Across the 12 Federal Reserve districts, nearly half saw some signs of improvement. Philadelphia, Chicago, San Francisco districts reported a "modest increase," while districts in Boston and Atlanta saw a "moderate rise" in loan volume, according to the Fed's quarterly economic survey known as the Beige Book.
Part of that was due to a spike in business-credit activity, while commercial real estate lending helped boost other districts.
Bankers in the Cleveland district said "demand of business credit grew slightly during the past six weeks.
"No loan category or industry is performing significantly better than others, although many bankers noted that commercial-real-estate lending has picked up," according to the Fed's survey.

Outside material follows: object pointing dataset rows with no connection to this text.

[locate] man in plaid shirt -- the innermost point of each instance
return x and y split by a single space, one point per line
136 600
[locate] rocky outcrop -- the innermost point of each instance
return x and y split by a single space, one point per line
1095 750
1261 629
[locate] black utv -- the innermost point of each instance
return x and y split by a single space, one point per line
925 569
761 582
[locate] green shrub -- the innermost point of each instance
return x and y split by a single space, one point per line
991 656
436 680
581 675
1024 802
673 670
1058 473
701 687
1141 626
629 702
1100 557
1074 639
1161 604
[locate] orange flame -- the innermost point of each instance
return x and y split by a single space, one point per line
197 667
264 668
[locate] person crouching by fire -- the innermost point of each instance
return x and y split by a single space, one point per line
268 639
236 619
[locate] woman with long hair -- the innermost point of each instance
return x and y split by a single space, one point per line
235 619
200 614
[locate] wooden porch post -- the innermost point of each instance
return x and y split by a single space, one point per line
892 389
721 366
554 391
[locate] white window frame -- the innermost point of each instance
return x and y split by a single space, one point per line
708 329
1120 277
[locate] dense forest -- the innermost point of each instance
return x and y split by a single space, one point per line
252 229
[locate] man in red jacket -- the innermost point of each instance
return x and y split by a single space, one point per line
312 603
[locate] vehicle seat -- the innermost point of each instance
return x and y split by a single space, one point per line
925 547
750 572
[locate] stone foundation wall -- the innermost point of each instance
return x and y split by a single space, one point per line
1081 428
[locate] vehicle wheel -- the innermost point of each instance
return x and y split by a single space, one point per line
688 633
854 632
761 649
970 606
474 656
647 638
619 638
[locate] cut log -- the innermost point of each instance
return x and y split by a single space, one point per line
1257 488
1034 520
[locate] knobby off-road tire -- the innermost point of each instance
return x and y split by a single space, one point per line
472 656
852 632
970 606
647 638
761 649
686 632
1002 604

In New York, small to medium-sized banks across the districts found reduced demand by consumer loans and home purchases, but amped up demand for commercial mortgages and commercial and industrial loans.
Contacts in the Kansas City district also noted improvement in loan demand.

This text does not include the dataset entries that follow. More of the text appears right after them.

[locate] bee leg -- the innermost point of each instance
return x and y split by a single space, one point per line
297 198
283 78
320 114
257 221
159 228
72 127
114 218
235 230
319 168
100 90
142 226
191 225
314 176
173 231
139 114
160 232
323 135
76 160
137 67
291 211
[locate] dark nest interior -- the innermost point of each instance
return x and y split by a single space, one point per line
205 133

"Bankers reported steady overall loan demand, improved loan quality, and stable deposit levels in November," according to the Fed's survey.
Improvements in loan demand appeared driven by financing for construction projects, bankers in the San Francisco district said.
"Some slower growing regions experienced tepid growth of business investment that held back the pace of lending," in the San Francisco district, according to the Fed's survey.
Separately, some bankers eased lending standards due to aggressive competition for quality loans in the Philadelphia, Richmond, and Atlanta districts, among others.
In the Philadelphia district, "banking contacts continued to express concerns about aggressive competition on rates and terms, suggesting that credit standards have continued to ease slightly," according to the Fed's survey.
Additionally, lower residential mortgage activity was reported in many districts with lenders in Chicago and Atlanta attributing that decline to higher interest rates.
Bankers in the Atlanta district said "mortgage lending and refinancing activity slowed as mortgage interest rates increased."
With residential mortgage activity declining, bankers in the Chicago district noted a rise in consumer borrowing for new purchases and refinancing of autos.
Higher rates also caused a reduction in demand for home refinancing applications in New York, Atlanta, and Dallas.
In the Dallas district, bankers said "loan demand softened across most lines of businesses in the past six weeks" with refinancing continuing to decline.